From 1994 through ’96, five current NFL general managers worked in the Green Bay Packers’ front office.
In retrospect, John Dorsey, John Schneider, Reggie McKenzie, Ted Thompson and Scot McCloughan were part of an uncommonly strong scouting staff working for former GM Ron Wolf as he rebuilt the Packers into Super Bowl champions.
A member of the team’s football staff at the time recently looked back on those days and described each of the scouts in a nutshell.
Dorsey was the hardest working of the group; Schneider the boldest; McKenzie skilled all around but the least outwardly opinionated; Thompson was organized and inscrutable.
And McCloughan, whose Washington team hosts the Packers on Sunday in the wild-card round of the NFL playoffs? The best pure talent evaluator.
That’s no small statement considering the overall success of the group – four of the five are in the playoffs this season.
“I’ve always been a big fan (of McCloughan),” the former Packers football staffer said. “I’m glad to see him get an opportunity. You see what he did in San Francisco, that was an impressive team they built. This year he gets (Washington) in the playoffs the first year. Good for him. You have to give him credit.”
McCloughan in fact has built a long history as a first-rate evaluator, though his career has been sidetracked twice because of alcohol issues.
He first learned scouting informally as a youngster while watching video and discussing players with his father, Kent, who was a player in the AFL with the Oakland Raiders and later a long-time scout with the team.
Scot, though, didn’t come to NFL scouting until after a four-year career as a minor-league baseball player. Kent was close friends with Wolf and in 1994 recommended his son as a possible scout. So Wolf put Scot through the standard interview: He gave him video of four or five players and had him write up reports.
“He did an excellent job in that little test,” Wolf said Wednesday.
McCloughan probably isn’t as well known to Packers fans as the other GMs the franchise has produced, mainly because he wasn’t with the team long enough to rise to a high front-office post.
He was an area college scout from 1994 to '99 – one of his early big finds was guard Adam Timmerman in the 1995 draft. Then in 2000, Thompson brought him to the Seattle Seahawks as director of college scouting.
When the Packers hired Thompson as GM in 2005, a source told me at the time that Thompson badly wanted to bring back McCloughan with him. But San Francisco 49ers coach Mike Nolan, who had total control of the team’s football operations, already had hired McCloughan to run his personnel department.
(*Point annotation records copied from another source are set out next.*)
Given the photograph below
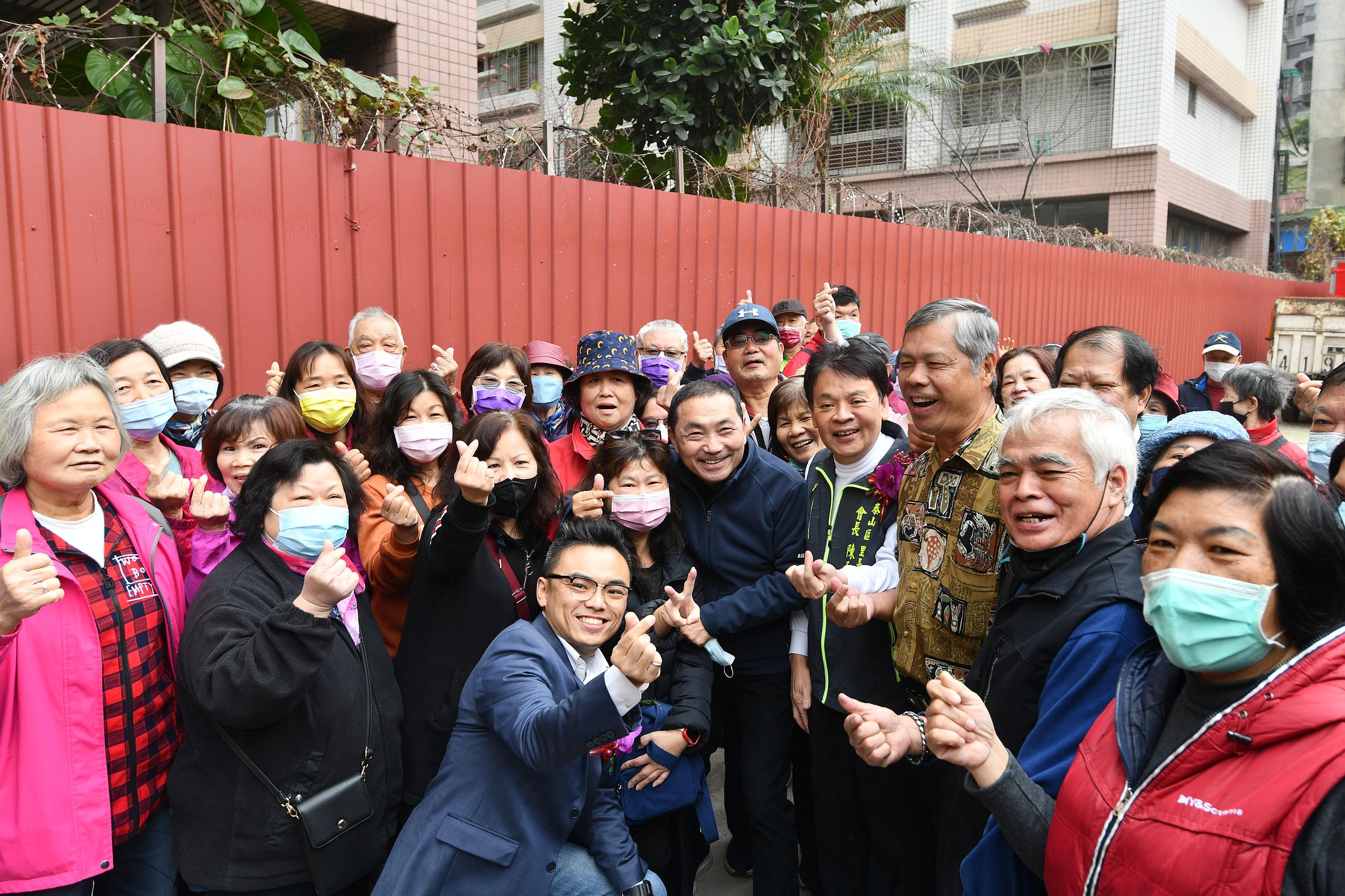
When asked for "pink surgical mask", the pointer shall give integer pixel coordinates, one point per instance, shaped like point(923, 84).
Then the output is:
point(423, 442)
point(377, 368)
point(640, 512)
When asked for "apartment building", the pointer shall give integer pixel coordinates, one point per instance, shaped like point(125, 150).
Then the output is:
point(1150, 120)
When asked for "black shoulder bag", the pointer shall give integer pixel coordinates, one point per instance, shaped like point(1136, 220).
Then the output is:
point(337, 825)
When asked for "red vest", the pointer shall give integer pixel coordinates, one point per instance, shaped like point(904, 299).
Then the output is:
point(1223, 816)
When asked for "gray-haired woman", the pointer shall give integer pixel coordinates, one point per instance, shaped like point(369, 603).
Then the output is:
point(91, 611)
point(1254, 394)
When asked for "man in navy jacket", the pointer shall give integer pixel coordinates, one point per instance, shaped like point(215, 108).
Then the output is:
point(743, 519)
point(517, 807)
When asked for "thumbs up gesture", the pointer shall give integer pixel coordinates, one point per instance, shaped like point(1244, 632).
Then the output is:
point(27, 583)
point(327, 582)
point(635, 655)
point(398, 510)
point(210, 510)
point(591, 504)
point(702, 351)
point(167, 491)
point(274, 379)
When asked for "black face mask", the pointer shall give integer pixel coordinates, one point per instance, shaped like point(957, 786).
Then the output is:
point(1227, 407)
point(512, 496)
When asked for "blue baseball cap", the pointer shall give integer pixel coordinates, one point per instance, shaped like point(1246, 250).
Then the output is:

Three years later, McCloughan was promoted to GM. In the five years he ran either the personnel department or entire football operations, McCloughan built much of the core of the 49ers team that from 2011 through '13 went 36-11-1, played in two NFC championships and one Super Bowl. He drafted eight of the starters from the 49ers’ 2012 Super Bowl team, including Pro Bowlers Frank Gore, Joe Staley, Patrick Willis and Dashon Goldson.
“Just look where he’s been,” Wolf said. “Those teams win. Not only do they win, they go to the big game. San Francisco goes to the (NFC) championship game (two) consecutive years after he left. There’s another guy parading around taking credit for it, but it’s really Scot McCloughan’s team in essence.”
McCloughan wasn’t there to reap the rewards with the 49ers because he went to rehab and eventually was fired after the ’09 season because of alcohol abuse. In ’10, Schneider hired him as a senior adviser with the Seahawks but then let him go after the ’13 season because of alcohol consumption.
In 2014, McCloughan started a scouting service and was hired by multiple NFL teams as a draft consultant. Then last January, Washington called looking for a GM.
McCloughan’s first draft with Washington already looks promising, with three players contributing significantly to the team’s 9-7 record and title in the weak NFC East: First-round pick Brandon Scherff is a starting guard, second-round pick Preston Smith is second on the team in sacks (eight), and fourth-round pick Jamison Crowder ranks No. 2 on the team in receptions (59).
It’s a surprisingly strong start for a franchise that has been in perpetual disarray during Dan Snyder’s ownership, which dates to 1999. Snyder at least so far has given McCoughan control of the football operations, and if McCloughan can keep his issues with alcohol at bay, you at least know one thing: Washington will have plenty of talent on its roster in the coming years.
“Scot was very steady,” the former Packers staffer said. “When you asked him about a player, he was very consistent in his message, he didn’t waver. He was a hard guy to take out. Not stubborn, but when he gave his opinion he stuck with it, didn’t back off.”